Where exactly did I say these loopholes would be left open? I wasn't talking about where things will end up, but how the league chose to start the process.
My point was that the majority of what the owners are demanding have little to do with the adjustments that need to be made to the CBA. I feel like most knowledgable hockey fans could come up with a workable solution for a new CBA in a couple days.
Instead, the NHL wants to redefine what constitutes hockey related revenue while also notching down player salaries to what effectively could mean a 20% rollback like the last lockout. That's in spite of the league making record revenues. Add to that wanting to eliminate any arbitration, making players wait a decade before they're UFA's, and lengthening entry level contracts to 5 years.

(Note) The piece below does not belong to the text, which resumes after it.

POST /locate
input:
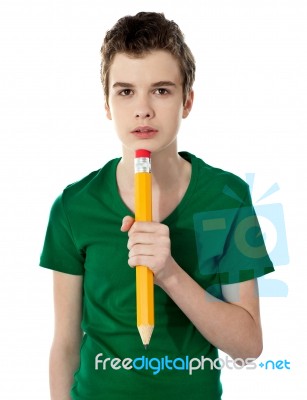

All of those are moves to delay as long as possible having to pay players fair market value for their services, so it's not exactly a stretch to see it as a money grab.
With an effective cap in place, you shouldn't need such punitive lengths on all the other elements of contracts too.
Agreeing to start the season and continue negotiating was what Fehr said was possible, not what he said he would do. Lets face facts here. The current CBA is not going to work for the long term for the NHL. Yes, the league approved it, but the issues with it need to be hammered out and will be with the new CBA. Of course the players want to keep the gravy train rolling. Thats a no brainer, but as I said before, Fehr didn't say without a doubt he wouldn't lock the league out.
So you're going by what Fehr hasn't said, as opposed to what Bettman has?
And it's not just a gravy train for the players, in spite of what the owners claim, they actually make make money off it as well.
I believe both sides are bargaining in good faith. More specifically, I will believe that the players association is bargaining in the best faith when I hear their proposal on Tuesday. If they lowball the league like the league lowballed them, then I will be convinced that they are both greedy.
The league's initial proposal was hardly bargaining in good faith. Those demands were a ridiculous starting point for negotiations.
I guess the problem I have with the "NHLPA fans" are that they are willing to take everything at face value, you included. Of course you say it takes both sides to make a deal happen, but if it doesn't happen, then its the damn league's fault. That is faulty thinking right there. Concessions have to be given by both sides. Yes, what the league is asking for is crazy. Just as I suspect that is what the players are going to ask for, which we will find out on Tuesday. So, in your mind and the rest of the "NHLPA fans" minds are that the league is being totally unreasonable asking for concessions and threatening a lockout. As a hockey fan just wanting to see a deal get done by both sides, I can firmly look at both sides and confirm that they are both equally at fault if there is a lockout.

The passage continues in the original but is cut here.